## Setup

To access material for this workbook please execute the two notebook cells immediately below (e.g. use the shortcut <b>&lt;shift&gt;+&lt;return&gt;</b>). The first cell can be skipped if you are running this notebook locally and have already installed all the necessary packages. The second cell should print out "Your notebook is ready to go!"

In [None]:
if 'pyodide_kernel' in str(get_ipython()):  # specify packages to install under JupyterLite
    %pip install -q -r jlite-requirements.txt
elif 'google.colab' in str(get_ipython()):  # specify package location for loading in Colab
    from google.colab import drive
    drive.mount('/content/drive')
    %run /content/drive/MyDrive/GARG_workshop/Notebooks/add_module_path.py
else:  # install packages on your local machine (-q = "quiet": don't print out installation steps)
    !python -m pip install -q -r https://github.com/ebp-nor/GARG/raw/main/jlite/requirements.txt

In [None]:
# Load questions etc for this workbook
from IPython.display import SVG
import tskit
import ARG_workshop
workbook = ARG_workshop.Workbook2A()
display(workbook.setup)

### Using this workbook

This workbook is intended to be used by executing each cell as you go along. Code cells (like those above) can be modified and re-executed to perform different behaviour or additional analysis. You can use this to complete various programming exercises, some of which have associated questions to test your understanding. Exercises are marked like this:
<dl class="exercise"><dt>Exercise XXX</dt>
<dd>Here is an exercise: normally there will be a code cell below this box for you to work in</dd>
</dl>

# Workbook 2-A: Expected ARG patterns

We'll recap on the patterns observed in simulated ARGs, so that we know what to expect in inferred ARGs. There are many single-site statistics that can be calculated on population-level genome data, e.g. windowed diversity along the genome. However, we'll focus on patterns that require some knowledge of the underlying ARG.

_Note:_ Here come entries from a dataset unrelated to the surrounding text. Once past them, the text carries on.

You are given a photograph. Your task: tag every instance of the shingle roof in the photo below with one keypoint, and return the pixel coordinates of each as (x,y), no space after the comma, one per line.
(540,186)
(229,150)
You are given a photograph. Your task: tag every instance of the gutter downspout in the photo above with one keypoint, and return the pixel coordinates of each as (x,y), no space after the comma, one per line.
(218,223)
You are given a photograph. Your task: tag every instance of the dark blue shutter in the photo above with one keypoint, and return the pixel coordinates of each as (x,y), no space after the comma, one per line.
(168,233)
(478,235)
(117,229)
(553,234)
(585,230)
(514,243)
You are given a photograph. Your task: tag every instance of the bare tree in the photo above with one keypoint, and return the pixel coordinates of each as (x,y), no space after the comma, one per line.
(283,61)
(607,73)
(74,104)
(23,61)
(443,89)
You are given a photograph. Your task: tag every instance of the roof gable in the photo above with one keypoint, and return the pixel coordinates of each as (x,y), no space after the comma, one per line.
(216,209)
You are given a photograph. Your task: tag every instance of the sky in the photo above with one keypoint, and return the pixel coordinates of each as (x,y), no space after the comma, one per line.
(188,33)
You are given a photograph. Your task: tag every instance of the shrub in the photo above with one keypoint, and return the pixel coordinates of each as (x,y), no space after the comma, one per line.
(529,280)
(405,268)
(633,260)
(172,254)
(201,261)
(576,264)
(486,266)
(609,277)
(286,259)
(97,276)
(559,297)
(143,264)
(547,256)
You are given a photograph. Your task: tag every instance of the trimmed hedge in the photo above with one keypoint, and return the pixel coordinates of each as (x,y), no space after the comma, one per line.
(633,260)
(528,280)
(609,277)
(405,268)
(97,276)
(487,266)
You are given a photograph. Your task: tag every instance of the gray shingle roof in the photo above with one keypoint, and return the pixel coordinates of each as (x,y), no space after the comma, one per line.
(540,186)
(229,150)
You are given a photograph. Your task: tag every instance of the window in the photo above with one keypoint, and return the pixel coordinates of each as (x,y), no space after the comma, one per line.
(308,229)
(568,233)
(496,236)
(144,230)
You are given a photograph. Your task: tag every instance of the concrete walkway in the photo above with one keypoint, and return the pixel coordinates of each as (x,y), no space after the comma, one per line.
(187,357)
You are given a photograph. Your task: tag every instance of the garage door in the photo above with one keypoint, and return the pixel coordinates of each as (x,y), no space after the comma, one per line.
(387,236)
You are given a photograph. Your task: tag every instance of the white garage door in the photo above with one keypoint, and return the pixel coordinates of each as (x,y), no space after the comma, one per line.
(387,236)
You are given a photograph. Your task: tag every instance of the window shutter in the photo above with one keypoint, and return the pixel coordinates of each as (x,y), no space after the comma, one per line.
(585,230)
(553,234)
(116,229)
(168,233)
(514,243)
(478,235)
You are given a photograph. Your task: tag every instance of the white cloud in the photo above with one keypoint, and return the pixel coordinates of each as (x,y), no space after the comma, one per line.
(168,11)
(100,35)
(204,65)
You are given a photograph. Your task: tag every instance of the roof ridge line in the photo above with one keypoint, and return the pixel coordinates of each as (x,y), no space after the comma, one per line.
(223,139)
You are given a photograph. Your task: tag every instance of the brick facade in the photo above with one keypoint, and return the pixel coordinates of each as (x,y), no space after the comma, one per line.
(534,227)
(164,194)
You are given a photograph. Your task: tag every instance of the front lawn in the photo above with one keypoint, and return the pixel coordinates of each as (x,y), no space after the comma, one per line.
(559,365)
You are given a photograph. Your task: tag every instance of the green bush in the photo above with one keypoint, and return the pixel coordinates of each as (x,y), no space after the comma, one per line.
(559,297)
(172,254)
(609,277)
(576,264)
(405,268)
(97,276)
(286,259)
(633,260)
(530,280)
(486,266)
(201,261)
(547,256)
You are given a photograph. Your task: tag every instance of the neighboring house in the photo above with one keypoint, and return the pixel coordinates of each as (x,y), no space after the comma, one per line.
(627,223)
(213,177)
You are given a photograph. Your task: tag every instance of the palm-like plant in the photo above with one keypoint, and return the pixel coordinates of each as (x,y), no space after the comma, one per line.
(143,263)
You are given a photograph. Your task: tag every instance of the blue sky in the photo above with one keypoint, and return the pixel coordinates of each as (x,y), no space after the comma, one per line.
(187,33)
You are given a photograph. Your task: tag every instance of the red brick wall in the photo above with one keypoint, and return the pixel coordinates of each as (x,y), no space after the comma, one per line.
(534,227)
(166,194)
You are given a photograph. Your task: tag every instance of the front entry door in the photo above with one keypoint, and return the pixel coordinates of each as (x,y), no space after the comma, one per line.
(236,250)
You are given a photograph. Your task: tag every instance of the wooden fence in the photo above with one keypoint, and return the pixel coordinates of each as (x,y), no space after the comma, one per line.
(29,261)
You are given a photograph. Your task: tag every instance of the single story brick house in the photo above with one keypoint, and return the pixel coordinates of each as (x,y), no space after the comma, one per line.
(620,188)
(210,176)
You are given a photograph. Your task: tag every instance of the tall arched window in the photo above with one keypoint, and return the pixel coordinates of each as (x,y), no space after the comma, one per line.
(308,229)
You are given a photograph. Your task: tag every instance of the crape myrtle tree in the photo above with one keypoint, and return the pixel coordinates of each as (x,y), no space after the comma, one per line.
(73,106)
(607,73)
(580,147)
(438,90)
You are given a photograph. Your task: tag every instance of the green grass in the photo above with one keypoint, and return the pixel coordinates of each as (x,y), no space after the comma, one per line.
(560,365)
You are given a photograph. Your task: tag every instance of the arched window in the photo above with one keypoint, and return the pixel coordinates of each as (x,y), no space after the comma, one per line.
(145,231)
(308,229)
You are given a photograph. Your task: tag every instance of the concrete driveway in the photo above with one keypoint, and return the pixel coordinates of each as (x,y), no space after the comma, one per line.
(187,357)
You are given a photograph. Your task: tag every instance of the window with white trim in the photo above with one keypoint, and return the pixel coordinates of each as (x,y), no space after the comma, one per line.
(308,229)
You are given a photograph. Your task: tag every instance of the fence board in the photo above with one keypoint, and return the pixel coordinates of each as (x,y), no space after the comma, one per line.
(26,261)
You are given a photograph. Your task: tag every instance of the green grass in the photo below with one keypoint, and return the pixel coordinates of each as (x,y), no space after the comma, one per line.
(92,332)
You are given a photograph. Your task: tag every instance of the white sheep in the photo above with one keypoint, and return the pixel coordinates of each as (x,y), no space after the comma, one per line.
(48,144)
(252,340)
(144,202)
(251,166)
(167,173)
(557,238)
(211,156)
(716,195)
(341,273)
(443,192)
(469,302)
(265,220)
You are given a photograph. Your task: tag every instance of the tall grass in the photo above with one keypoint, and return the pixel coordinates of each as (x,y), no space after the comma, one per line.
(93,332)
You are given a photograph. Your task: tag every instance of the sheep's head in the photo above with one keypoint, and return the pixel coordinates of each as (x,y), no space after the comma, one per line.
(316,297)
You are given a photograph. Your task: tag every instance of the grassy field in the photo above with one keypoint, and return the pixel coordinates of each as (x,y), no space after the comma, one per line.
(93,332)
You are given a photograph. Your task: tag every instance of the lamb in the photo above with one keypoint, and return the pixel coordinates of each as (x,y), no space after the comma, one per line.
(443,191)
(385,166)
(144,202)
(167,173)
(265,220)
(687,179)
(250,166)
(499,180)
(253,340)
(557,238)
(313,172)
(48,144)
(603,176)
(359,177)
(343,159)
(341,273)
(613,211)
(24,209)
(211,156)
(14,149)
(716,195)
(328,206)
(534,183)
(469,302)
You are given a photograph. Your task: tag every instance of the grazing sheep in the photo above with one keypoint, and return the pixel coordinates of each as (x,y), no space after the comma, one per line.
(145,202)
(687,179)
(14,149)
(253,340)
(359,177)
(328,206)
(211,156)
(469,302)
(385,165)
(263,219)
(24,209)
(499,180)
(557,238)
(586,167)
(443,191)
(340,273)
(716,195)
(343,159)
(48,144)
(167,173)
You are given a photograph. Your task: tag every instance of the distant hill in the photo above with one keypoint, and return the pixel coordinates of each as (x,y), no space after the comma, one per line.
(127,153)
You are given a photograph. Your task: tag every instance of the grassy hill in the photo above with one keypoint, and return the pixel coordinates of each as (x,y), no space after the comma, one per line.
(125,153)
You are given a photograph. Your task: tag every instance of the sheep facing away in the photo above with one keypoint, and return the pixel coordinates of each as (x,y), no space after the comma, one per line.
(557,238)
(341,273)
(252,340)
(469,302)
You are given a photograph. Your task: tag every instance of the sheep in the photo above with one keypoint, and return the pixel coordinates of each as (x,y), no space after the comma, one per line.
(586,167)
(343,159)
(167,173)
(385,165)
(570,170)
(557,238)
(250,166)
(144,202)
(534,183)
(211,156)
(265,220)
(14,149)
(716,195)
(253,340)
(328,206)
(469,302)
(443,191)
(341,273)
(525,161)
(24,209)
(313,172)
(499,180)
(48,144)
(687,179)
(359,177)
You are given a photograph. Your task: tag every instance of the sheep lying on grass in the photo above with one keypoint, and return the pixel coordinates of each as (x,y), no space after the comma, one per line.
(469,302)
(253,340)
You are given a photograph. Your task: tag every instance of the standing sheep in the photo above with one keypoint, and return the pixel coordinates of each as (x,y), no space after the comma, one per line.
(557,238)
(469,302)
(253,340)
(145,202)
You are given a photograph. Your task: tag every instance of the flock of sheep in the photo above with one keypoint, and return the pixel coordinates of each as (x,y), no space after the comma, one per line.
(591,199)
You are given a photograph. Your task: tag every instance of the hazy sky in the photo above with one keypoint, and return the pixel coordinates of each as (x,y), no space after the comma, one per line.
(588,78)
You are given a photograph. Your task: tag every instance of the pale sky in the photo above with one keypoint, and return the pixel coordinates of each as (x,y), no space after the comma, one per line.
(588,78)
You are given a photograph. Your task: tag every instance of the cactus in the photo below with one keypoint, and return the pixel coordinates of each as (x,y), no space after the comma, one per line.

We will use the same simulation as in workbook 1F: a bonobo + 2 chimpanzee population model with recent selective sweeps in two of the populations. Just as a reminder, here's the demography:

In [None]:
import stdpopsim
import demesdraw
import warnings

species = stdpopsim.get_species("PanTro")
model = species.get_demographic_model("BonoboGhost_4K19")
msprime_demography = model.model

# Plot a demesdraw "tubes" view of the model
with warnings.catch_warnings():
    warnings.simplefilter("ignore")  # Ignore a minor bug in the model specification
    demesdraw.tubes(msprime_demography.to_demes(), log_time=True)

<dl class="exercise"><dt>Exercise 1</dt>
<dd>Although the log timescale can be useful when thinking about coalescence times and their expected variation, it can also be helpful to understand the demography on a linear timescale. Plot the same demography below, but with <code>log_time=False</code>.</dd>
</dl>

In [None]:
# Plot the demography in this cell on a linear timescale

In [None]:
ts = tskit.load("data/chimp_selection.trees")
print(f"Loaded data for {ts.num_samples} genomes over {ts.sequence_length/1e6:.1f} Mb")

In [None]:
# Execute code block with <shift>+Return to display question; type and press return, or click on the buttons to answer
workbook.question("chimp_demography")

# Edge plots

As on previous days, a simple way to get a feel for the tree sequence is to plot the edges.

<dl class="exercise"><dt>Exercise 2</dt>
<dd>Use the <code>ARG_workshop.edge_plot</code> function to plot the spans and parent times of the edges in the simulated tree sequence. Add the <code>plot_hist=True</code> argument to show a weighted histogram on the right of the plot, and <code>alpha=0.1</code> to make the edges semi-transparent. You can make it wider using the <code>width</code> argument</dd>
</dl>

In [None]:
# Exercise 1: plot the edges along the genome


In [None]:
# Execute code block with <shift>+Return to display question; type and press return, or click on the buttons to answer
workbook.question("edge_plot")

To illustrate the dependence on sample size, we can create the same plot with one tenth of the number of samples. This is likely to remove recent coalescence events with a far higher probability than removing older ones. As a result, information about the selective sweeps is almost obliterated: most of the coalescences are in deep time.

In [None]:
import numpy as np
ARG_workshop.edge_plot(ts.simplify(ts.samples()[np.arange(0, 120, 10)]), width=15, plot_hist=True)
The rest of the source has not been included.